After receiving two mediocre annual performance evaluations (for 2008 and 2009), Nathan filed this lawsuit against Takeda, claiming that (1) he was discriminated against because of his status as a male caregiver, (2) he was subjected to a hostile work environment, and (3) he was retaliated against after his employer learned of his complaints to HR and, later, to the Equal Employment Opportunity Commission (EEOC).
The Court considered Nathan’s discrimination claim to be one of “sex plus” discrimination, where the alleged discrimination is based on a combination of sex and “a facially neutral factor” – in this case, having childcare responsibilities. The Court determined that Nathan was required to show a comparator in order to establish a prima facie claim of “sex plus” discrimination. For example, he could have pointed to a fellow employee without any childcare responsibilities who was able to ignore Fouchie’s start-time requirements, or a female employee with childcare responsibilities similar to Nathan’s who was treated more favorably than he was. When he failed to do so, the Court was left with nothing but Nathan’s own inferences and subjective interpretations of his supervisor’s comments from which it might conclude that Nathan was discriminated against because of his childcare duties. As this was overly speculative, the Court awarded summary judgment to Takeda.

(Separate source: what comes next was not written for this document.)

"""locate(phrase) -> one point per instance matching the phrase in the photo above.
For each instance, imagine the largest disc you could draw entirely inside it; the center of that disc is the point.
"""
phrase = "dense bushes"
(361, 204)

Similarly, the Court found that Takeda was entitled to judgment as a matter of law with respect to Nathan’s “hostile work environment” claims. Nathan failed to offer evidence sufficient to show that “a reasonable person in the plaintiff’s position” would consider his work environment to be sufficiently abusive; the evidence, even when viewed most favorably to Nathan, could not establish that he had been subjected to conduct that was, in fact, “severe or pervasive enough to create an abusive work environment.” In addition, the Court ruled that Nathan could not establish a causal link between the perceived hostility and his status as a “male caregiver”; at best, he could merely ask a jury to speculate and infer such a connection.

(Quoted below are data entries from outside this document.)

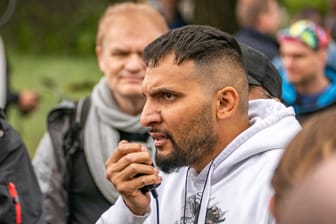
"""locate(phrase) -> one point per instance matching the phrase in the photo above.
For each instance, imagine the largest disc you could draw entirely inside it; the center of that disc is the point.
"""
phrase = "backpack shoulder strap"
(82, 111)
(73, 138)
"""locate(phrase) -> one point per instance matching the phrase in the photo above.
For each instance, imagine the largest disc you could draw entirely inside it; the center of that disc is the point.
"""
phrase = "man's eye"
(168, 96)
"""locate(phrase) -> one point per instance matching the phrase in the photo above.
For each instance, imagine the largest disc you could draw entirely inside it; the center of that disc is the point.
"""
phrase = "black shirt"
(86, 202)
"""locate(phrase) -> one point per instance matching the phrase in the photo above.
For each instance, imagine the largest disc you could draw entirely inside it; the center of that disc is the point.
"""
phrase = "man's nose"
(150, 115)
(135, 62)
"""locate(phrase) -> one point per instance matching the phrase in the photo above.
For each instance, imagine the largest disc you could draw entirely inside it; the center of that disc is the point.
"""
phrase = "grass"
(54, 78)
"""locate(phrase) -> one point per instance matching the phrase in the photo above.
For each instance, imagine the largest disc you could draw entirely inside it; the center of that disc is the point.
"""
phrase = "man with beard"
(216, 160)
(72, 178)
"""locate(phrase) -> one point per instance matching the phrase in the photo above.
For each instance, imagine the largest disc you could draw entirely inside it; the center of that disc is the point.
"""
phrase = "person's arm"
(21, 197)
(50, 180)
(120, 214)
(130, 160)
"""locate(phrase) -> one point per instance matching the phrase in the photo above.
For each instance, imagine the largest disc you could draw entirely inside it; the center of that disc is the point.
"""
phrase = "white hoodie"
(235, 188)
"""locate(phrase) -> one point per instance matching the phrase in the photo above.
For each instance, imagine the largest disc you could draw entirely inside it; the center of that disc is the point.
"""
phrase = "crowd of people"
(188, 124)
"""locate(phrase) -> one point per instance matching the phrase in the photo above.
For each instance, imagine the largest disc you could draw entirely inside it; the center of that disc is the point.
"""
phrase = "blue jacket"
(289, 94)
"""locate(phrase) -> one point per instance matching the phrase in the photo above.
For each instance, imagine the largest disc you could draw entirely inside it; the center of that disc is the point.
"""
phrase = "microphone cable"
(155, 195)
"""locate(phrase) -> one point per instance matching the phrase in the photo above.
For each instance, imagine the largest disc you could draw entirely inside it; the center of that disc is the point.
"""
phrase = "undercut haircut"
(216, 55)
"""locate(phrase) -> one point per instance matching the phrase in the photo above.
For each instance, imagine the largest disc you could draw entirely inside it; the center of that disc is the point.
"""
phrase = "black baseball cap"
(261, 71)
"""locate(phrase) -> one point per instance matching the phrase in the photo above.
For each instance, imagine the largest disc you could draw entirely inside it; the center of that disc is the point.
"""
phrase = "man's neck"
(311, 87)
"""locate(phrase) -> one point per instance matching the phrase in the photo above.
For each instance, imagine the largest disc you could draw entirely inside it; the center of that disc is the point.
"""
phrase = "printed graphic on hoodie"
(214, 214)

Finally, the Court held that Nathan had not presented evidence sufficient to establish a prima facie claim of retaliation for lodging complaints to HR (beginning in February 2009) and/or the EEOC (in July 2009). As with his other claims, the Court saw no direct evidence of causation. The Court further found that, even if Nathan had been able to establish a prima facie case for retaliation, his employer had offered legitimate, nondiscriminatory reasons for any of the allegedly adverse actions (i.e., Nathan’s inability to comply with the start-time policy, his inability to complete Takeda’s rigorous training requirements regarding its new drugs, etc.) which Nathan could not rebut as being mere “pretext” for discrimination/retaliation.
As this decision shows, employers can generally impose reasonable requirements upon employees that they must comply with regardless of childcare responsibilities. The employer must simply be consistent in enforcing such requirements so that an employee cannot claim that it treats one gender differently than the other in administering its personnel policies.